3) Solve the problems in the textbook.
4) Watch a one-hour live webcast to you (and a dozen
other people) four times.
5) Send off completed problem sheets; if you make the
pass mark, your prize is a seat in the exam.
6) Optionally pay for a weekend of direct instruction to
you (and a dozen others) in person somewhere (I did
this 3 times out of six, I think).
7) Sit three hour exam in supervised exam hall.
8) Go home, open next textbook.
9) Repeat four more times, and then write a dissertation.
As in the linked webpage; it's just you and the textbook, for nine months. Not the same as in the linked webpage; there is a tutor you can eMail. This was often not as useful as you might think and some years I eMailed my tutor fewer than five times.
Also not the same; a formal, full-on three hours exam in a formal exam hall. This sets the bar pretty high and is a really good indicator to yourself. I think this makes a real difference; someone else validating that yes, you really do know what you're talking about (or not, as the case may be - I think that of everyone who starts this, less than fifty percent pass the first exam, and if I had to guess, I'd say that it's not so much that the maths is hard; making yourself study it to the level required month after month is hard).
I estimated that the time I spent on this was roughly equivalent to working full-time for 6-8 weeks per year. Interestingly, if I'd been given an actual 8 week block, I don't think I could have done it. I couldn't spend 8 hours a day reading a maths textbook and get the same from it as if I'd done it in four two-hour blocks spread over a week.

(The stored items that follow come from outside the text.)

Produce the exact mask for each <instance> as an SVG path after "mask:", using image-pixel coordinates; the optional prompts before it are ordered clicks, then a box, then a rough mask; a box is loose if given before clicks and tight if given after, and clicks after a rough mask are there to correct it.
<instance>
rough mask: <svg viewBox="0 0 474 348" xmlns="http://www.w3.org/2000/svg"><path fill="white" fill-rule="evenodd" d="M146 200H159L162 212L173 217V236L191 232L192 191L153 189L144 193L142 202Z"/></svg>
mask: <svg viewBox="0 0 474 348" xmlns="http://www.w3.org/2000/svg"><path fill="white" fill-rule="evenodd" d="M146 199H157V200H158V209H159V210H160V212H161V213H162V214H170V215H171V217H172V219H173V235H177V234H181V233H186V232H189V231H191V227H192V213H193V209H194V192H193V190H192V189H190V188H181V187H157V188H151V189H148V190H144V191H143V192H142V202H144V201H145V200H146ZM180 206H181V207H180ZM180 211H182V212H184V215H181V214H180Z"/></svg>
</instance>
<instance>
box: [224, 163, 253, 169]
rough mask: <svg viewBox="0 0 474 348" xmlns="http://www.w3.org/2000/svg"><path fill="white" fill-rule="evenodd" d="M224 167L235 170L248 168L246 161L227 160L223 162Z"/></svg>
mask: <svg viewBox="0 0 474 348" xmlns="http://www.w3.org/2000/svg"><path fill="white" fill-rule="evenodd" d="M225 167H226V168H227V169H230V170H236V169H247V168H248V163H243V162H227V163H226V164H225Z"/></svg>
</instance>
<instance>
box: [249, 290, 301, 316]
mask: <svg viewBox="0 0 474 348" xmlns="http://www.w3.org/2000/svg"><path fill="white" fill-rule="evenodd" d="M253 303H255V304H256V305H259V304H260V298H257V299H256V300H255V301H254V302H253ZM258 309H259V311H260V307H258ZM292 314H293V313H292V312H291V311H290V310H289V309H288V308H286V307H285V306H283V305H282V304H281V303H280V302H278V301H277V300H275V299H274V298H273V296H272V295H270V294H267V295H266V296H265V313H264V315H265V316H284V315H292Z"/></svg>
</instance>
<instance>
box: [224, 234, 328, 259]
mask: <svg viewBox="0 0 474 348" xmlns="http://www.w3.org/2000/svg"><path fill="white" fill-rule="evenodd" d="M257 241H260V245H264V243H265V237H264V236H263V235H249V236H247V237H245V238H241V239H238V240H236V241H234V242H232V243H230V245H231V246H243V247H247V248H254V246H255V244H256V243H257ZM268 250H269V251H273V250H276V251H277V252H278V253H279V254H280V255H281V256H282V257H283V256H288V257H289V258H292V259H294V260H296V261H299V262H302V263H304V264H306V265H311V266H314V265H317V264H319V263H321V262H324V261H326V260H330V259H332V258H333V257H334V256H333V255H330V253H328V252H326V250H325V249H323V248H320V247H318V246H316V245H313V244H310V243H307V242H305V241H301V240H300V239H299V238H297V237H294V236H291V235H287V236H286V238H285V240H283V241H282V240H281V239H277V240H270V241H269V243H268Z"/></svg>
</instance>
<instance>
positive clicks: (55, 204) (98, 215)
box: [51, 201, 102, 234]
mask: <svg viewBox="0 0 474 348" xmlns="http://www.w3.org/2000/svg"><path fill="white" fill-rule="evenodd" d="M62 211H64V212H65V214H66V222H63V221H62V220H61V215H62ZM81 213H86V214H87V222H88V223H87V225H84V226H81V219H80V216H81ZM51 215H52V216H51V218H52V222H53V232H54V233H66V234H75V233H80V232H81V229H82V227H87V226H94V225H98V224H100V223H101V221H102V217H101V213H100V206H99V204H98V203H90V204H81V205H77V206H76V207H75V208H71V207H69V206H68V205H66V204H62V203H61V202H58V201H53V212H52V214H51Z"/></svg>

Coming back from an exam, sitting down at the table, putting all the notes and papers and books from the previous subject to one side and then sliding the virginal textbook and brand new notes and problem sheets onto the table was brutal. It can be done, but you have to want it. I found that in terms of taking in new knowledge, I couldn't do more than a couple of hours with the textbook at a time. For practising and solving problems, I could sometimes sit down at lunchtime on Saturday to just have a go at one quickly and stand up again eight hours later, table covered in notes and the problem at hand having been thoroughly explored and answered (typically, sadly, spread over several pieces of paper which I would come back to in the future and condense into a smaller paper space).

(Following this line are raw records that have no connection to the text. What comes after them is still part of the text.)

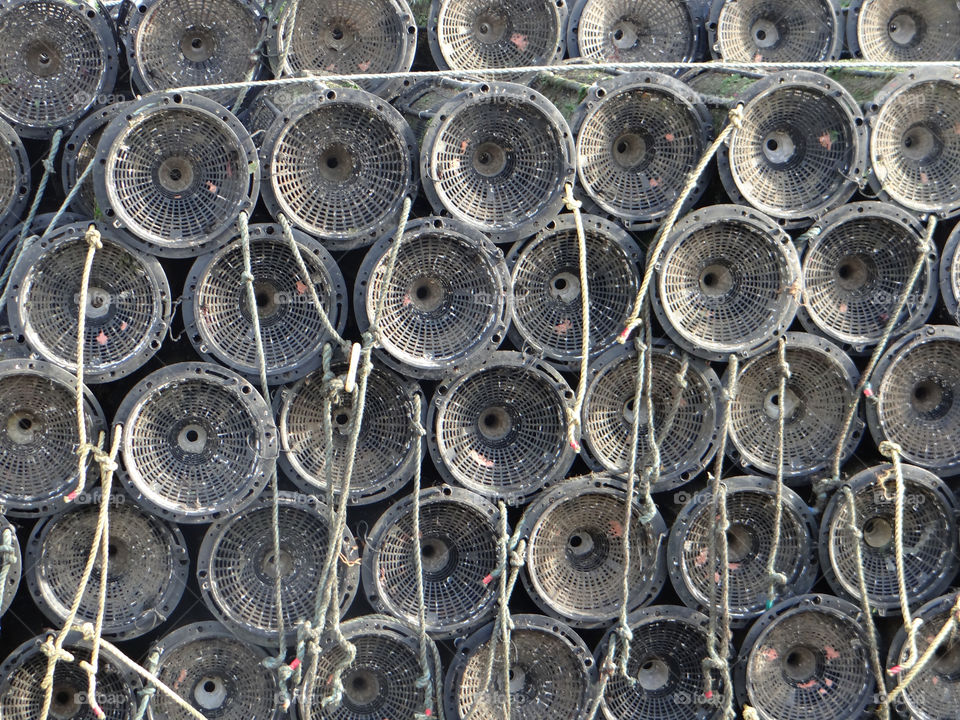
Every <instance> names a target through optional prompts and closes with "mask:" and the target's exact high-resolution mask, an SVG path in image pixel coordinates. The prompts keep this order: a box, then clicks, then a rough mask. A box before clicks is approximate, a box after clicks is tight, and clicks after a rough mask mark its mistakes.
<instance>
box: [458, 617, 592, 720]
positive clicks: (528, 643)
mask: <svg viewBox="0 0 960 720" xmlns="http://www.w3.org/2000/svg"><path fill="white" fill-rule="evenodd" d="M513 623H514V629H513V632H512V634H511V645H510V663H511V665H510V681H509V683H510V684H509V687H504V676H503V675H504V673H503V655H502V648H501V647H500V646H499V645H498V646H497V652H496V655H495V657H494V663H493V678H492V680H491V682H490V687H489V688H488V689H487V691H486V692H483V689H484V687H483V686H484V678H485V677H486V668H487V663H488V661H489V654H490V638H491V636H492V634H493V631H494V625H493V624H492V623H491V624H490V625H487V626H485V627H483V628H481V629H480V630H477V632H475V633H474V634H473V635H471V636H470V637H469V638H467V639H466V641H465V642H464V643H463V644H462V646H461V648H460V652H459V653H457V655H456V656H455V658H454V659H453V661H452V663H451V665H450V668H449V669H448V670H447V677H446V681H445V683H444V700H445V705H444V707H445V710H446V716H447V717H448V718H450V719H451V720H454V719H456V720H465V719H466V718H467V717H468V712H469V710H470V708H471V707H474V708H475V709H474V712H473V715H472V717H473V718H476V719H477V720H499V718H502V717H503V696H504V693H509V694H510V702H511V713H510V717H511V718H513V719H514V720H552V719H553V718H579V717H585V713H586V709H587V707H588V705H589V699H590V696H591V693H592V683H593V682H594V681H595V678H596V671H595V669H594V663H593V658H591V657H590V653H589V651H588V650H587V646H586V645H585V644H584V643H583V641H582V640H581V639H580V638H579V637H578V636H577V634H576V633H574V632H573V630H571V629H570V628H569V627H567V626H566V625H564V624H563V623H561V622H557V621H556V620H551V619H549V618H545V617H543V616H540V615H514V616H513Z"/></svg>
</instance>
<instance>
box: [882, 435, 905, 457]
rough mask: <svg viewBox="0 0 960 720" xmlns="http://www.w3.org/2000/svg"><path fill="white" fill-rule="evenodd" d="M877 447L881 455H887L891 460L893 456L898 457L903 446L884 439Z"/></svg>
mask: <svg viewBox="0 0 960 720" xmlns="http://www.w3.org/2000/svg"><path fill="white" fill-rule="evenodd" d="M877 449H878V450H880V454H881V455H883V456H884V457H888V458H890V459H891V460H892V459H894V458H899V457H900V456H901V455H902V454H903V448H902V447H900V445H899V444H897V443H895V442H892V441H890V440H884V441H883V442H881V443H880V445H879V446H878V448H877Z"/></svg>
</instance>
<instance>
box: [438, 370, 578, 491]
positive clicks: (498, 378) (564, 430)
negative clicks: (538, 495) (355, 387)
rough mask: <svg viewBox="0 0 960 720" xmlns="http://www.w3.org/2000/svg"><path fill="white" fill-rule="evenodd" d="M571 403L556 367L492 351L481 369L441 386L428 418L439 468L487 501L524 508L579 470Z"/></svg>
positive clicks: (571, 398) (570, 396)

The study habit it forced into me is enormously valuable in itself. I can now pick up a high-level maths text book and simply start learning. I won't understand much of it, but I know that if I keep at it, I will. Grind, grind, grind. Not just mathematics, either. Someone gave me a Learn Japanese book for Christmas and now it's in me. I ground through it, and now I've got another one and I'm going through that. It's as if the subject doesn't really matter, so much as the studying.
Can you explain what steps you would take to learn a new subject? For instance, lets say you wanted to learn quantum mechanics - Where would you start? How would you study and check your work? Etc.
I don't know if my journey can be called self study. I keep taking classes at community college when I can. I am not a fan of the emphasis on technique over understanding concepts but staying on track is hard when I try to do it all alone!